厚生労働省は4月30日、一般職業紹介状況(令和6年3月分及び令和5年度分)について報道発表資料を公開しました。令和6年3月の有効求人倍率は1.28倍で、同2月に比べて0.02ポイント上昇しました(ちょっと買い手市場に)。また、令和5年度平均の有効求人倍率は1.29倍で、前年度と比べて0.02ポイント低下しました(ちょっと売り手市場に)。コロナを機に大幅に有効求人倍率が下がりましたが(完全買い手市場に…)、少しずつ売り手側に復調傾向があるようですね。というわけで、そんな求人市場についてちょっとだけ触れておきます。
引用)NHKより
まだまだ人手不足?
私は買い手市場だの売り手市場だの述べていますが、厳密にはそういう言い方ですと、ちょっとニュアンスが異なってしまうかもしれません。有効求人倍率とは、厚生労働省が公共職業安定所(ハローワーク)における求人、求職、就職の状況をとりまとめ、求人倍率などの指標を作成し毎月公表しているもので、1つの求人案件に対して1.28倍の求職者の割合になっている計算です。
つまり、2倍になれば1つの求人案件に対して求職者の割合が2人という計算になりますし、1倍を切れば求職者は割合上、必ずいずれかの仕事に就けるという計算になります。ただ、コロナ前である2019年は約1.6倍ほどあった求人倍率が今では1.28倍なので、だいぶ募集側の企業は苦戦しているという推察になります。

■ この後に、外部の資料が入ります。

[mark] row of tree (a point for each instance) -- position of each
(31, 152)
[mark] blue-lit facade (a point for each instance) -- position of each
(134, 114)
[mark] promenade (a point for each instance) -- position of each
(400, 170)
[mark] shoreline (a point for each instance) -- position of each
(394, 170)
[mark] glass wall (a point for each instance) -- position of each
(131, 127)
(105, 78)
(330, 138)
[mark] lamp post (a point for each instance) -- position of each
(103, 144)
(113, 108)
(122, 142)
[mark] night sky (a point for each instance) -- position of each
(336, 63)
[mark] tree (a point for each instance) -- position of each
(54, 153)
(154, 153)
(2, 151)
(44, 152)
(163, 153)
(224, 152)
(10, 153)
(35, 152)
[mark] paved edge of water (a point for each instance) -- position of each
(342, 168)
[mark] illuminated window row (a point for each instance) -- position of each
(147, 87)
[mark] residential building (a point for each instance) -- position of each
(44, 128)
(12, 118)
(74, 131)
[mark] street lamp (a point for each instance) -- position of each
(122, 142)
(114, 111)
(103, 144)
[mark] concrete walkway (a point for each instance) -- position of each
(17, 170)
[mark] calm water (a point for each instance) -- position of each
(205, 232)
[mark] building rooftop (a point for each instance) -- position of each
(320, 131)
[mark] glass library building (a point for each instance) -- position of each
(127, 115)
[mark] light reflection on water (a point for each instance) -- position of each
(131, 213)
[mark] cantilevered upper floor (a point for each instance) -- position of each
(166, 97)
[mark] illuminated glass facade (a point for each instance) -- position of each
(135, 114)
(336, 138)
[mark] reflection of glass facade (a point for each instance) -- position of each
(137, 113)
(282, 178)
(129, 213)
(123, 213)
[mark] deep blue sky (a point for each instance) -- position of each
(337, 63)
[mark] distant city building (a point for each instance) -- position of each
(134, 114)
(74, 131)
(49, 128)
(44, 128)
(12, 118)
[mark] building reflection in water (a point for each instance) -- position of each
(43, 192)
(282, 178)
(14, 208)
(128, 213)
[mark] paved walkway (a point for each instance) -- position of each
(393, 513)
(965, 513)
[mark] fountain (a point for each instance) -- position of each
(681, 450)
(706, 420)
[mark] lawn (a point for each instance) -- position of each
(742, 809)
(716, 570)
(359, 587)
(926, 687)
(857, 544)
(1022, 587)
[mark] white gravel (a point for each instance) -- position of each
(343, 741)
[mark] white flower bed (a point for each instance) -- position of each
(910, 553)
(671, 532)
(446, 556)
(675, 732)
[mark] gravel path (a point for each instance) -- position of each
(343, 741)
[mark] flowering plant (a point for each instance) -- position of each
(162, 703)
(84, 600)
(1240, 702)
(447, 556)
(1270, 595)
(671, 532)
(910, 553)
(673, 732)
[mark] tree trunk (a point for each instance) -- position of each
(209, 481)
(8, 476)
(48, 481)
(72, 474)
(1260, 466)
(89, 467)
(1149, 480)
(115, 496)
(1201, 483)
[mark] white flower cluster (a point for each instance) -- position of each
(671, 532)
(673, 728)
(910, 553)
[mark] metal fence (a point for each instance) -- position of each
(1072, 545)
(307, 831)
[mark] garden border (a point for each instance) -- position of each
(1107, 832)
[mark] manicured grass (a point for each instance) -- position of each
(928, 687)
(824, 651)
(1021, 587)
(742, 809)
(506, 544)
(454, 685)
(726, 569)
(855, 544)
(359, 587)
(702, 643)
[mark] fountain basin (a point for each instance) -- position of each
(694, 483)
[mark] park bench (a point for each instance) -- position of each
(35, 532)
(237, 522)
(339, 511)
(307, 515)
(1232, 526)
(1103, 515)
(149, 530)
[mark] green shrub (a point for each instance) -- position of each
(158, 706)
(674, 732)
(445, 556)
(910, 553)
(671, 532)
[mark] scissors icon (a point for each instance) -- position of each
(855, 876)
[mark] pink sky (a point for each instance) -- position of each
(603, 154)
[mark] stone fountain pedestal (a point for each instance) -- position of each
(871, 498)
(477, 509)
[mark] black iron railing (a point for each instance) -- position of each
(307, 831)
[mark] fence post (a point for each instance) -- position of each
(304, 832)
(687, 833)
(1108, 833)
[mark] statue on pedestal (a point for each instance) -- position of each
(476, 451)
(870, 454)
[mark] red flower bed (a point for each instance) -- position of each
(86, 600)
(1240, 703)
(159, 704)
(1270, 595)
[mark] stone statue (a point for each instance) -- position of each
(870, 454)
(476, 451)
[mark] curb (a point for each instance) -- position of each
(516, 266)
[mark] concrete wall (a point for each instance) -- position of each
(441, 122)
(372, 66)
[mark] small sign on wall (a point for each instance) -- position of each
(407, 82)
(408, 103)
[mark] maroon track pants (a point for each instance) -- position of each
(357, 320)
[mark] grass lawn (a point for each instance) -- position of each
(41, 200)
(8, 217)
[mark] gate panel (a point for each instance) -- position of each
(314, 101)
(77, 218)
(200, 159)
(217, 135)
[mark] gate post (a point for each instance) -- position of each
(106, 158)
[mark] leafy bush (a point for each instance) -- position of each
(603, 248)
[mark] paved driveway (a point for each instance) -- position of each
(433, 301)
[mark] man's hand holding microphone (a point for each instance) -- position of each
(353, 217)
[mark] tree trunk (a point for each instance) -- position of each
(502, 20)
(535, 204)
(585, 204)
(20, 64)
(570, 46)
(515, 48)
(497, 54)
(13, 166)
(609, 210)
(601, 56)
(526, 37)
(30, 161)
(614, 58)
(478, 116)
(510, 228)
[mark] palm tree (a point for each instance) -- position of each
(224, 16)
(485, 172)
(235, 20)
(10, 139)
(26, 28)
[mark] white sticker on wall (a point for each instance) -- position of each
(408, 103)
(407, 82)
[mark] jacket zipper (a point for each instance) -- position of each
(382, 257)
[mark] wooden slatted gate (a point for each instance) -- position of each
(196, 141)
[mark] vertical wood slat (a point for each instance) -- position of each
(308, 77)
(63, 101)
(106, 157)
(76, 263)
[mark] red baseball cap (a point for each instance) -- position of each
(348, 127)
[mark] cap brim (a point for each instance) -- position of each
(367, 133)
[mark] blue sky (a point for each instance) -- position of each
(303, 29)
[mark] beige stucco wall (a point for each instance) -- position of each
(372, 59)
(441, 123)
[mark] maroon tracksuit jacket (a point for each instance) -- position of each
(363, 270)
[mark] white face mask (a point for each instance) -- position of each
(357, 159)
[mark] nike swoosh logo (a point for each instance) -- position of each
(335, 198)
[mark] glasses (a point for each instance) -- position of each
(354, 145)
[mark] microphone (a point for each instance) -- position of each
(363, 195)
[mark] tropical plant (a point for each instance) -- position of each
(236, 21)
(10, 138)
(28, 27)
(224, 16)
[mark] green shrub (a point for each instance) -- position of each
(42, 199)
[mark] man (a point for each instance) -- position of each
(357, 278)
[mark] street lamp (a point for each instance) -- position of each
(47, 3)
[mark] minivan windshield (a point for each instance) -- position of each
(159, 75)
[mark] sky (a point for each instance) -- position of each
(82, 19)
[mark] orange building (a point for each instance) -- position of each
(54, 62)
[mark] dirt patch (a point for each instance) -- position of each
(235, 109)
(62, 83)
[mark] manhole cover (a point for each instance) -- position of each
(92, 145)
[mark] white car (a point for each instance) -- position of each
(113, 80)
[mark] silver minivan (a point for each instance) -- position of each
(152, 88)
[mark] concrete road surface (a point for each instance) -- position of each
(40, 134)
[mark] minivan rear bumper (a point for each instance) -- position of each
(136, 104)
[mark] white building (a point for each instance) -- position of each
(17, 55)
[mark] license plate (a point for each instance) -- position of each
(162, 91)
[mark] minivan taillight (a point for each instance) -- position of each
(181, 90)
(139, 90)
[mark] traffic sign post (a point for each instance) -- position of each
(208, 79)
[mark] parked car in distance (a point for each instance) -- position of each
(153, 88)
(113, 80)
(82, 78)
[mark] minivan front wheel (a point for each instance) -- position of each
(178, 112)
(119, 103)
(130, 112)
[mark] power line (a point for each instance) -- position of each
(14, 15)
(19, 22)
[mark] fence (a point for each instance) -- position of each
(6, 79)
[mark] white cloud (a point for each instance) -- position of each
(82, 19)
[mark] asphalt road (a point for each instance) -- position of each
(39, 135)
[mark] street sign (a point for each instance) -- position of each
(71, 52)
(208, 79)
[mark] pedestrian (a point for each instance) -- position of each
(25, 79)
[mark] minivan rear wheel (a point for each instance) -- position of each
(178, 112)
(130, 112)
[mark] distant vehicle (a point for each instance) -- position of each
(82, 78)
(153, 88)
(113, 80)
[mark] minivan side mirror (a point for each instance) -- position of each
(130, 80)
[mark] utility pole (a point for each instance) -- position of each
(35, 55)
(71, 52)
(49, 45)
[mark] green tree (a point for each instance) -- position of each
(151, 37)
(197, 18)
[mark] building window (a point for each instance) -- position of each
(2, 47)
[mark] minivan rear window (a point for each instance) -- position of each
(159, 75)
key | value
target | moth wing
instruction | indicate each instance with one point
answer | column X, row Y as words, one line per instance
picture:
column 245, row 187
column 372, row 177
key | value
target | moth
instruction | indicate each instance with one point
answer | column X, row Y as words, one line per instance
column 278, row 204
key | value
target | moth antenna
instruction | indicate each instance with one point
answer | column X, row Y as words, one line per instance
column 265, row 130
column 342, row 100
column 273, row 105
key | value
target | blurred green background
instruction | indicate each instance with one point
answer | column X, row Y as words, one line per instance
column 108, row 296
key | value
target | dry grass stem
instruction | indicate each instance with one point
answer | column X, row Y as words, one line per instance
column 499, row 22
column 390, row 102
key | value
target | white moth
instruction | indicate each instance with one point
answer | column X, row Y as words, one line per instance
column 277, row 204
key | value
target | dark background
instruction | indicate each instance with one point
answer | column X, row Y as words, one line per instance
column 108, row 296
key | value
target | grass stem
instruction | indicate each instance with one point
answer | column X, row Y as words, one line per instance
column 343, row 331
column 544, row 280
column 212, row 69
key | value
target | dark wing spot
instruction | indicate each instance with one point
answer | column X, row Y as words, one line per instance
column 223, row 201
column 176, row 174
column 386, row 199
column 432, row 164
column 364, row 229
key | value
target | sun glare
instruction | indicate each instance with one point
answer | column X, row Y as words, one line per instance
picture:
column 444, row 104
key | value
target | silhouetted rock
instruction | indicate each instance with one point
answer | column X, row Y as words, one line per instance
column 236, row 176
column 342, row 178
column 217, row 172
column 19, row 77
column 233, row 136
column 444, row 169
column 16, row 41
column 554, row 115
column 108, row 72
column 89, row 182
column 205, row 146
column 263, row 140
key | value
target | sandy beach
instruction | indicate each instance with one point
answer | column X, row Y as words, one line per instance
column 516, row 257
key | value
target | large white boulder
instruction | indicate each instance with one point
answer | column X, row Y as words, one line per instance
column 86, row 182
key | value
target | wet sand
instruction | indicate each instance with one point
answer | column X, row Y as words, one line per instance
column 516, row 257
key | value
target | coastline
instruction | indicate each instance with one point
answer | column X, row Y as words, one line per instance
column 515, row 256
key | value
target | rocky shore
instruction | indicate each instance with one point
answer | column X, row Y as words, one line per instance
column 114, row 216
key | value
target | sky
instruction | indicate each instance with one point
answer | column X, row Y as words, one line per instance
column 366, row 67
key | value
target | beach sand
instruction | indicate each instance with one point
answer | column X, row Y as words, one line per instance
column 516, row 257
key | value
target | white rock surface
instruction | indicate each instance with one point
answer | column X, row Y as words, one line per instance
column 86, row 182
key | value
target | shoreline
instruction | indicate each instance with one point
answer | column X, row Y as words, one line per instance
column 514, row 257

ましてや優秀な人材が欲しいとなると余計に企業側としては思うような採用計画が成り立たないのではないでしょうか。
また、先月よりも有効求人倍率が上がった要因として、求職者が増えたというよりも求人数が減った(物価高騰等の影響により人材を減らす傾向があった)ので、決して良い兆しというわけではなさそうですね。
引用)NHKより
私の身の回りでも、“良い人材がいない上で退職者も続くなら、下手に採用経費をかけてまで人材確保するより、ベンダーとの関係性を強化したりAI化によって属人化しない動きをする”という企業様が増加しています。人材を管理するにもメンターやモチベーション維持等の管理コストや教育コストもかかるわけで、それならいっそのこと社内ディレクション能力を高めて外部や機械を上手く活用する動きに移行する、という傾向が高まるかもしれません。
買い手市場では人材会社が潤う
求人倍率が下がると募集企業側よりも応募者側が企業を選択できるようになるため、当然応募者が優位な立場になります。そうなると企業側はより良い人材との接触機会を設けたくなりますので、結果的に人材会社や転職エージェント会社に縋ります。人材会社や転職エージェントに投資するようになります。そうすると人材会社が人手不足になるので、今度は人材会社が募集企業側となり、待遇の良い求人を出します。人材会社が待遇の良い求人を出すので応募者は人材会社に応募&入社します。結果的に、募集企業側の応募者不足に拍車がかかるという構図ですね…(笑)。なんだか皮肉な状況です。
しばらくはこの状況が続くと思いますし、円安と物価高は続くと思いますのでより企業側は厳しくなっていくことでしょう。いよいよサバイバル時代に突入です。